I was definitely thinking of the dual-rail PSU.

I have made some notes during a rather boring day in class. Ignore the stuff about balanced audio unless you see me doing something right or wong.

Also, I cannot find your adcom preamp or your DIY website/projects, but the buffer before and buffer after is pretty much what I came up with too, if you look at the notes underneath. Thanks a bunch for your help.



 
Mar 31, 2012 at 1:04 PM Post #4 of 9
I ran across this unbalanced to balanced converter in my schematics.
You can use it for inspiration if you wish. I didn't draw it and I don't
remember where it's from.
 

 
Mar 31, 2012 at 1:07 PM Post #5 of 9
For your volume control I was thinking you wanted something
like a master volume with individually adjustable outputs.
 
You can used volume controls in parallel, your DAC won't mind.
 
I'll draw some rough examples later when I have more time...
 
Mar 31, 2012 at 6:39 PM Post #7 of 9
I only have 2 potentiometers and I dont want to have a single master control with 2 individual controls. Technically, I already have that because both sub and speakers are active and the software acts as the "master". If I had to use a single pot for this i'd have the pot having 2 stereo outputs in parallel and use the pot to control volume going to the amp and sub.
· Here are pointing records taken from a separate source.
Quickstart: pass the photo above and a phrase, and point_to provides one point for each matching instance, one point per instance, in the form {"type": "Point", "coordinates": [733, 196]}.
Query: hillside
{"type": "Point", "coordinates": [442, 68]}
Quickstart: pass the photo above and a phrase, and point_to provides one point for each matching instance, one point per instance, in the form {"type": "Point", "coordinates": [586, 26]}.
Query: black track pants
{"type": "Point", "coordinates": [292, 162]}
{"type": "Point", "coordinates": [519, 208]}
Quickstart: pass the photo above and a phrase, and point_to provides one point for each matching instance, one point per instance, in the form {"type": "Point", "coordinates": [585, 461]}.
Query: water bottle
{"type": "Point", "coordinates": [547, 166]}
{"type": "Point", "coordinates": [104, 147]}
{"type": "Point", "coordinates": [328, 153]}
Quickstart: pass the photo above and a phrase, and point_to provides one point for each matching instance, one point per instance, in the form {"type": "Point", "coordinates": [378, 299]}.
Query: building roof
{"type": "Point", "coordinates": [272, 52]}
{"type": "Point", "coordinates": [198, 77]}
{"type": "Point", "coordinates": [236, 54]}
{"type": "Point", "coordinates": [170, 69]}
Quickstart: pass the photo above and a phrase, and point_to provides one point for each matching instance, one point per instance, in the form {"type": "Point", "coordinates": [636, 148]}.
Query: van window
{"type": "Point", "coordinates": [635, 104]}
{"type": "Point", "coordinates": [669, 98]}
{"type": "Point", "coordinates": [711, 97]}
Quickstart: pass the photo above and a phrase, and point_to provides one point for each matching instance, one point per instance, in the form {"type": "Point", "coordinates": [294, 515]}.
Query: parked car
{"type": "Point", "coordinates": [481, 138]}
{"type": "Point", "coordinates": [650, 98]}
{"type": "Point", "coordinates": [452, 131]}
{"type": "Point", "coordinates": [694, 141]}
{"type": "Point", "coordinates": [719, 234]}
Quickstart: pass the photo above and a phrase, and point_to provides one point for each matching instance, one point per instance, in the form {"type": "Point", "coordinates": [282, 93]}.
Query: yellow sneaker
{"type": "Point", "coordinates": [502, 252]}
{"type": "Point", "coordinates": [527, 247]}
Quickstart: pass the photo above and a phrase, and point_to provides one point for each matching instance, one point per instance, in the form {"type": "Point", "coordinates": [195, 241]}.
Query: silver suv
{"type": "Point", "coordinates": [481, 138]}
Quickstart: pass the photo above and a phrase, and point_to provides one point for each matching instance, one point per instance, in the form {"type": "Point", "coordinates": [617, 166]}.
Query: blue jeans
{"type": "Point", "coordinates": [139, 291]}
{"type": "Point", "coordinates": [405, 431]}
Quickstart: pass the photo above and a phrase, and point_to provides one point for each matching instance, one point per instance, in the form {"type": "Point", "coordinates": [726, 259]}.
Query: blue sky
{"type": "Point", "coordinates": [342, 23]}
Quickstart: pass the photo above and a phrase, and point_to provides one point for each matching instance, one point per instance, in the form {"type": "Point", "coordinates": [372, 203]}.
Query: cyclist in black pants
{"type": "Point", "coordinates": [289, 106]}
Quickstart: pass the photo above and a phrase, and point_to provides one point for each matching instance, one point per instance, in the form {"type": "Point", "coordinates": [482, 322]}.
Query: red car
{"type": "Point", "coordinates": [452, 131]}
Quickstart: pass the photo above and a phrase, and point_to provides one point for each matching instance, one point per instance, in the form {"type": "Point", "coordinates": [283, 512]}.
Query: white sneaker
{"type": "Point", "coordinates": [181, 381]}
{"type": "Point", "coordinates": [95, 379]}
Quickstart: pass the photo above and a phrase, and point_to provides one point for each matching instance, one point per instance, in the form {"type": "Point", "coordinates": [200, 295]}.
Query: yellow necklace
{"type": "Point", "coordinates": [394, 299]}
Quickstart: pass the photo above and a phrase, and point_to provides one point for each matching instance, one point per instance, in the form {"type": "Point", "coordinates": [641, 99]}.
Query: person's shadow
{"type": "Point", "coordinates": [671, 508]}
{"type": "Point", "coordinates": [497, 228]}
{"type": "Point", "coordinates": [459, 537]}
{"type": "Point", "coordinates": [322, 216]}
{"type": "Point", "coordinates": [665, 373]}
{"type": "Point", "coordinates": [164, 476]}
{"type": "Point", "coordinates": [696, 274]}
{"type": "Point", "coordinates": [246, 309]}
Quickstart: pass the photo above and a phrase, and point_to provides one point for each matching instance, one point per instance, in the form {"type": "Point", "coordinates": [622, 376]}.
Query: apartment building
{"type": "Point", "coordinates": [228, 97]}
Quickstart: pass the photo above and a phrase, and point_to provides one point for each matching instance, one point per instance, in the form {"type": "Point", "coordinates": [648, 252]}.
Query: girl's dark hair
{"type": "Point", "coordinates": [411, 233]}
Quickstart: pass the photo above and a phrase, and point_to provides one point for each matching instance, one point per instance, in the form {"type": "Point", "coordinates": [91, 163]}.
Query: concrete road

I want this design to simply add a preamp to both the subwoofer and the bookshelfs. The schematic you proposed with the single opamp wont really cut it because for one thing I dont have a third pot and for another thing i'd never use it because I just want to be able to control the volume individually.

The splitter section I have in my drawing was set up like that hypothetically. I figured I could feed line input to the opamp, make it have a gain of 2, to turn the ~1-2 volts into ~2-4 volts. That would go through 2 seperate buffers to keep the pots "seperate" from the circuit. My reasoning behind this was a simple circuit in parallel. If you have 2 resistors of 10 ohms each in parallel, each sees, lets say, 1 volt and 1 amp going through. However, if you change one of those resistors to a 5ohm (analogous to cranking the pot to 50%) it will cause one resistor to see a decrease in current while the other will actually see an INCREASE in current. In my head, this means that lowering the volume of output 1 will cause an increase in volume of output 2 without the presence of those buffers.

As for the final unity gain buffer stage I think it is unnecessary. I dont think the input of the amps on the subwoofer and speakers cares how much of an input load they see. I just read that amps should have very high input and very low output impedance, so i put the buffers there. As an added benefit of the buffers being there, I could design a further extension to the circuit that lets me flip a switch such that the speaker/sub stops getting input while a third output, headphone, will get the output from what used to be the speaker or subwoofer output. Either that or I can simply unplug one of the devices, turn volume to 0 for the other device, and plug my headphones in to the first device output.

I hope that made sense.

Also, I dont know how I feel about that unbalanced to balanced converter. If theres one thing i've learned from my DIY experience it is to never put capacitors in the signal path, and I see capacitors all over the signal path of that schematic.
 
Mar 31, 2012 at 8:27 PM Post #8 of 9
If you get rid of the master volume pot from my schematic, it will do what you want.
Adjusting the volume of one pot will not affect the other.
 
You could probably do away with the caps from the unbalanced to balanced converter.
It depends to some extent on the op amp you use.
 
Mar 31, 2012 at 9:04 PM Post #9 of 9
yeah the caps are only there because there was this one lab i did in analog electronics where I had a TON of noise from the opamp. Adding a cap there made it go away somehow. I dunno, I have no way to measure it and RLC circuits are something i'm godawful at.

Why will 2 pots in parallel not affect the volume control to each individual device? Is it because the pots are only "concerned with" voltage and the driver itself will control current flow based on voltage it "sees"?

EDIT: also, is it just me or does your schematic have the opamp +/- terminals reversed?